The first step is a background survey. We will collect basic information on participants’ socio-demographic background, workplace characteristics, attitudes toward gender norms, involvement in domestic and childcare duties, and their beliefs about the level of support they would receive from significant others and employers regarding their own parental leave take-up. We will also elicit participants’ second-order beliefs about fathers taking leave in Poland by asking, first, what proportion of fathers actually take paternity leave, and second, what share of men support fathers taking parental leave.
The second step is the information experiment. We will randomly assign participants to either the treatment or control group. Participants in the treatment group will be shown information about how many eligible fathers take paternity leave and how many men support the idea of fathers taking parental leave. Participants in the control group will not see any information.
In the third step, participants will be presented with a series of vignettes describing parental leave scenarios that vary in duration, wage replacement rate, transferability, and the possibility of taking leave simultaneously with a partner. After each scenario, participants will be asked to indicate their willingness to take parental leave under these conditions. In the vignettes, we will consider four particular policy design features ( attributes) and the following options, which reflect the range within each feature observed in OECD countries:
• Leave duration: 2 weeks, 8 weeks, 16 weeks, 24 weeks
• Wage replacement rate: 25%, 50%, 75%, 100%
• Transferability to the partner: Yes, No
• Possibility of taking leave simultaneously with a partner: Yes, No
The design will yield 64 possible vignette combinations (4 × 4 × 2 × 2). Each participant will be randomly assigned four vignettes.

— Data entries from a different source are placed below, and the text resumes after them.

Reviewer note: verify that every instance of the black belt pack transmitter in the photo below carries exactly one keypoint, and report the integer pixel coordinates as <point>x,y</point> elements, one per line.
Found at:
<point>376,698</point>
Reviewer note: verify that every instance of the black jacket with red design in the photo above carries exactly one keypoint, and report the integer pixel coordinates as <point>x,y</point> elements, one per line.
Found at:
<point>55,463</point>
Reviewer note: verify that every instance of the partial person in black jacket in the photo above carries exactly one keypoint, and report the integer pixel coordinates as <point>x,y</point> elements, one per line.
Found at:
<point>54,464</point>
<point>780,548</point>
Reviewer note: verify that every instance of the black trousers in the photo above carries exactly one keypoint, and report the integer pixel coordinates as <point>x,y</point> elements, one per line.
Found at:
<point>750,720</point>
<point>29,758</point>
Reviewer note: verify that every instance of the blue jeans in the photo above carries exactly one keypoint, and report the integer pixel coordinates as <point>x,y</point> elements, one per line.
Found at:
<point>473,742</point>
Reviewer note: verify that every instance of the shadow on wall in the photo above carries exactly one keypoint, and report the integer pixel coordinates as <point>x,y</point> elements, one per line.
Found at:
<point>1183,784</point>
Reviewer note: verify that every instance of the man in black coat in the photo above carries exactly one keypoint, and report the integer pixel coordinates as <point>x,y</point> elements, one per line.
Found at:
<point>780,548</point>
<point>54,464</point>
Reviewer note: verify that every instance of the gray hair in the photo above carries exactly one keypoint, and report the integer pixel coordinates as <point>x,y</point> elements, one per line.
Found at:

Our primary outcome of interest is leave-taking intention, measured as the self-reported willingness to take leave on a 0–100 scale. First, we will analyze how various leave features affect this willingness. Second, we will examine whether the willingness to take leave differs between participants assigned to the treatment group (who receive information on leave uptake and support) and those in the control group (who do not receive any information). Third, we will investigate interaction effects, i.e. whether the relevance of each of the four design features for the willingness to take leave is equally affected by the information experiment. Fourth, we will conduct heterogeneity analyses. We will investigate whether the information experiment affects the willingness to take parental leave differentially across subgroups, e.g., by degree of (mis)perception, own leave-taking experience, expected support, by significant others, socio-demographic characteristics, and attitudes toward gender roles. Fifth, we will explore potential underlying mechanisms of the belief updating process.